From 21726f6935c6e7131c0a8cff40e7eb198ba547ab Mon Sep 17 00:00:00 2001
From: Vladimir Davydov <vdavydov.dev@gmail.com>
Date: Fri, 28 Dec 2018 23:29:06 +0300
Subject: [PATCH] relay: close xlog cursor in relay thread

An xlog_cursor created and used by a relay via recovery context is
destroyed by the main thread once the relay thread has exited. This is
incorrect, because xlog_cursor uses cord's slab allocator and therefore
must be destroyed in the same thread it was created by, otherwise we
risk getting a use-after-free bug. So this patch moves recovery_delete()
invocation to the end of the relay thread routine.

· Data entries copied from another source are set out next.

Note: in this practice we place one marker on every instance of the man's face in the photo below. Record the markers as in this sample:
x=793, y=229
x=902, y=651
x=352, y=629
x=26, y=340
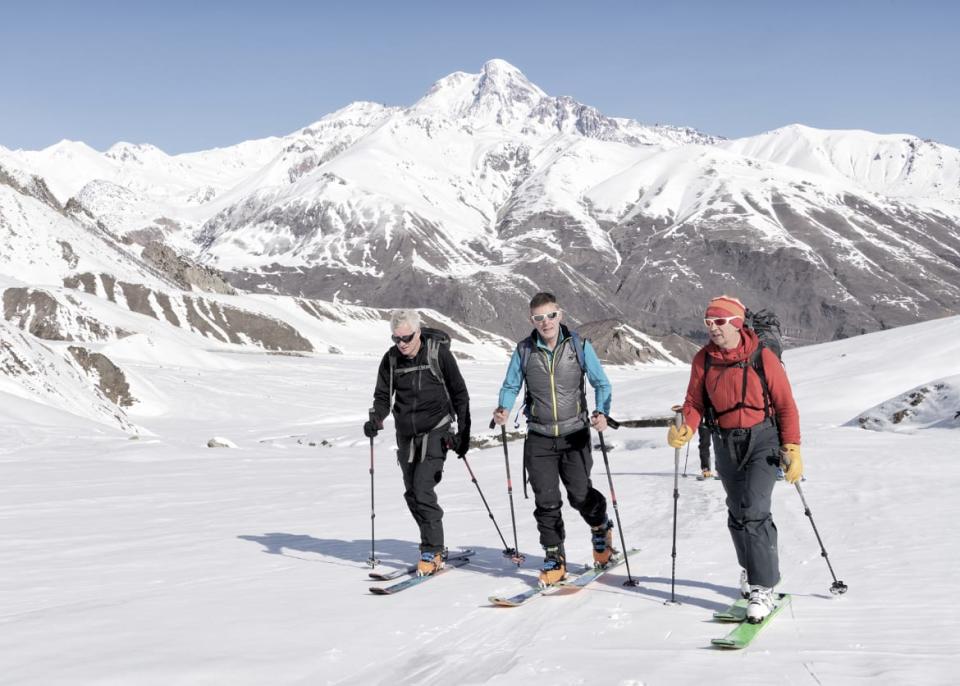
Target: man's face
x=407, y=339
x=546, y=319
x=724, y=335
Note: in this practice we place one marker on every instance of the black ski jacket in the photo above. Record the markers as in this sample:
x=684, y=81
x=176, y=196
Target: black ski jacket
x=419, y=399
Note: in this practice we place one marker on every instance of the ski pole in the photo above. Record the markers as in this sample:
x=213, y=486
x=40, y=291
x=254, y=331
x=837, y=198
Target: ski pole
x=613, y=424
x=678, y=422
x=507, y=551
x=517, y=556
x=837, y=587
x=372, y=560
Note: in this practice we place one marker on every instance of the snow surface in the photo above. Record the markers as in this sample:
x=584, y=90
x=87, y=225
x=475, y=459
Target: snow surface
x=160, y=561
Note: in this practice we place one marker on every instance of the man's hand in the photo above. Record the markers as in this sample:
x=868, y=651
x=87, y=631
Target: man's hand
x=372, y=427
x=792, y=462
x=677, y=437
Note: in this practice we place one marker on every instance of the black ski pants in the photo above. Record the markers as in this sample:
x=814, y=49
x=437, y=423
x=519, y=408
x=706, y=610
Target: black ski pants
x=422, y=467
x=549, y=460
x=747, y=461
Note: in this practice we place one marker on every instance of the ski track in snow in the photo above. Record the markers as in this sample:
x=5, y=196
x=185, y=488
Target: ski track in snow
x=161, y=561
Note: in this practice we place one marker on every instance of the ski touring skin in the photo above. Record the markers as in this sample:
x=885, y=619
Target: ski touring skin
x=417, y=580
x=575, y=583
x=412, y=569
x=737, y=612
x=743, y=634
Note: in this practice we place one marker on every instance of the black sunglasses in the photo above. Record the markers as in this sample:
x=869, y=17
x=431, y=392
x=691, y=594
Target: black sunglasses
x=549, y=315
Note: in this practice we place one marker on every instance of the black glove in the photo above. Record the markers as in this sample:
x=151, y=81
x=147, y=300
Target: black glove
x=371, y=428
x=462, y=445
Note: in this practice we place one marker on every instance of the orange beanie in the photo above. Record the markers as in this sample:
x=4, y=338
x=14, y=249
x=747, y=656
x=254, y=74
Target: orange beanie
x=727, y=306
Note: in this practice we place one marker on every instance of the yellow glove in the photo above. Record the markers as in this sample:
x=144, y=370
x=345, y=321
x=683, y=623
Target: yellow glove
x=677, y=437
x=792, y=462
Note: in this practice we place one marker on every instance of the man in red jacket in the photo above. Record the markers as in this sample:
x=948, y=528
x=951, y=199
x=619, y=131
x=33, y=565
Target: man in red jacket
x=754, y=425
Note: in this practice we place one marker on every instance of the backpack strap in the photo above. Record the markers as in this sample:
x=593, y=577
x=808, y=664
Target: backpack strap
x=711, y=416
x=433, y=365
x=525, y=347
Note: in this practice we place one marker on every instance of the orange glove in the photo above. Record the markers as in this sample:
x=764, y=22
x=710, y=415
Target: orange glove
x=792, y=462
x=677, y=437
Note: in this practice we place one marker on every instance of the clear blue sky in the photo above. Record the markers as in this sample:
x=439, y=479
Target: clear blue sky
x=194, y=75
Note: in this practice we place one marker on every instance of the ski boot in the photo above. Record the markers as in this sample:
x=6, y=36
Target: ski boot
x=744, y=585
x=430, y=562
x=602, y=539
x=554, y=569
x=760, y=605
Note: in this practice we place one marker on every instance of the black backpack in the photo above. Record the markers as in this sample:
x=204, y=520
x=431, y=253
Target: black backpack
x=434, y=339
x=767, y=327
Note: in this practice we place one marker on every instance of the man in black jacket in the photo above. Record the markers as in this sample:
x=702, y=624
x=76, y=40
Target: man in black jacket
x=421, y=377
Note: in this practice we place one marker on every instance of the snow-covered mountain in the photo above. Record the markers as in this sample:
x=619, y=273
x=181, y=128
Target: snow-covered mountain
x=488, y=189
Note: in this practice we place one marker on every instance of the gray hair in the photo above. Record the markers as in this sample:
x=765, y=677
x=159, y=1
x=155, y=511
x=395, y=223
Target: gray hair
x=400, y=317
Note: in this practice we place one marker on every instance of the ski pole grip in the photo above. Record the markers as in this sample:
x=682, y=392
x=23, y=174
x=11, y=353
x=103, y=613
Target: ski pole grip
x=784, y=458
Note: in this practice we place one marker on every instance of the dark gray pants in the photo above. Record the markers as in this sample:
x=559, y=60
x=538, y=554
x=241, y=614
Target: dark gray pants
x=747, y=461
x=548, y=461
x=420, y=479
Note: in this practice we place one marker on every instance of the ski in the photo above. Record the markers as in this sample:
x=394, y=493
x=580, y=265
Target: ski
x=417, y=580
x=412, y=569
x=575, y=582
x=741, y=636
x=737, y=612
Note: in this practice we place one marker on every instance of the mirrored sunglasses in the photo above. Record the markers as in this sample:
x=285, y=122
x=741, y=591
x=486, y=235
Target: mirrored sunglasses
x=549, y=315
x=719, y=321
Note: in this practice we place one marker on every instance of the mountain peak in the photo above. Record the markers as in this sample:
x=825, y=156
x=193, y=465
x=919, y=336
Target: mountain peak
x=499, y=94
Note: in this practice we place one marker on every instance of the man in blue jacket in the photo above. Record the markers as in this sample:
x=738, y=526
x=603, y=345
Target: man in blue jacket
x=552, y=361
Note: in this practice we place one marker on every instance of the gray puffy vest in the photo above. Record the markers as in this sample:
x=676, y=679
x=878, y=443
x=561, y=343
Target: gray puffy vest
x=555, y=396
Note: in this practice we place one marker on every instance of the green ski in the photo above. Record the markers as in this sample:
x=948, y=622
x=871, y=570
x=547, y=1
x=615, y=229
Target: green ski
x=737, y=612
x=741, y=636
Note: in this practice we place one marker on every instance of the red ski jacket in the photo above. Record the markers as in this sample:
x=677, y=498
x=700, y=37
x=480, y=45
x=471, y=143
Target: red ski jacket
x=724, y=386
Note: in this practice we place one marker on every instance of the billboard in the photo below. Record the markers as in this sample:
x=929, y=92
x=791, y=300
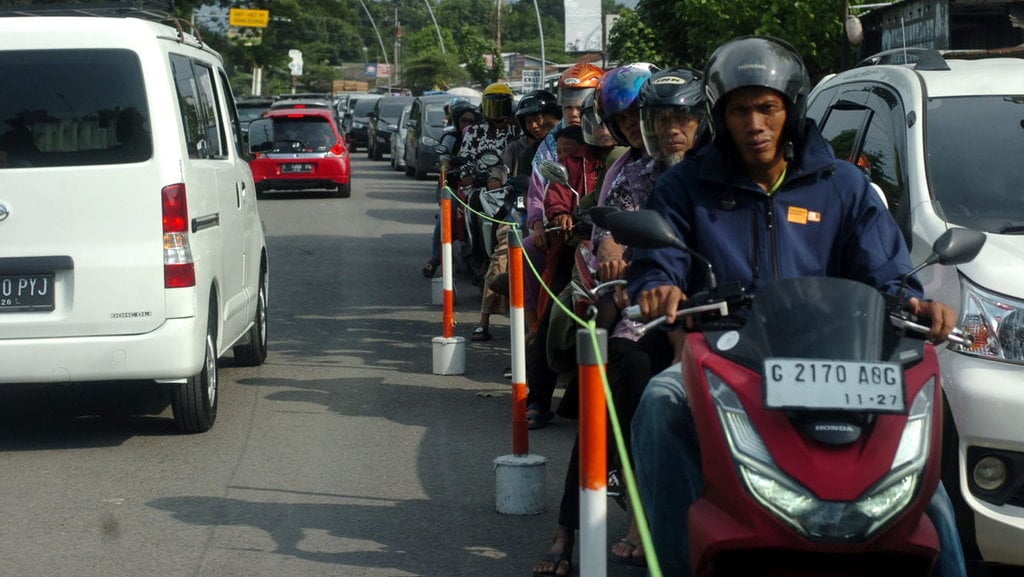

No test is added, because our existing tests already cover this case -
crashes don't usually happen, because we are lucky. The next patch will
add some assertions to make the bug 100% reproducible.

Closes #3910
---
 src/box/relay.cc | 27 +++++++++++++++++++++++----
 1 file changed, 23 insertions(+), 4 deletions(-)

diff --git a/src/box/relay.cc b/src/box/relay.cc
index 48b1648f92..90fced244c 100644
--- a/src/box/relay.cc
+++ b/src/box/relay.cc
@@ -210,6 +210,26 @@ relay_cancel(struct relay *relay)
 	}
 }
 
+/**
+ * Called by a relay thread right before termination.
+ */
+static void
+relay_exit(struct relay *relay)
+{
+	struct errinj *inj = errinj(ERRINJ_RELAY_EXIT_DELAY, ERRINJ_DOUBLE);
+	if (inj != NULL && inj->dparam > 0)
+		fiber_sleep(inj->dparam);
+
+	/*
+	 * Destroy the recovery context. We MUST do it in
+	 * the relay thread, because it contains an xlog
+	 * cursor, which must be closed in the same thread
+	 * that opened it (it uses cord's slab allocator).
+	 */
+	recovery_delete(relay->r);
+	relay->r = NULL;
+}
+
 static void
 relay_stop(struct relay *relay)
 {
@@ -277,6 +297,8 @@ int
 relay_final_join_f(va_list ap)
 {
 	struct relay *relay = va_arg(ap, struct relay *);
+	auto guard = make_scoped_guard([=] { relay_exit(relay); });
+
 	coio_enable();
 	relay_set_cord_name(relay->io.fd);
 
@@ -600,10 +622,7 @@ relay_subscribe_f(va_list ap)
 		    NULL, NULL, cbus_process);
 	cbus_endpoint_destroy(&relay->endpoint, cbus_process);
 
-	struct errinj *inj = errinj(ERRINJ_RELAY_EXIT_DELAY, ERRINJ_DOUBLE);
-	if (inj != NULL && inj->dparam > 0)
-		fiber_sleep(inj->dparam);
-
+	relay_exit(relay);
 	return -1;
 }
 
-- 
GitLab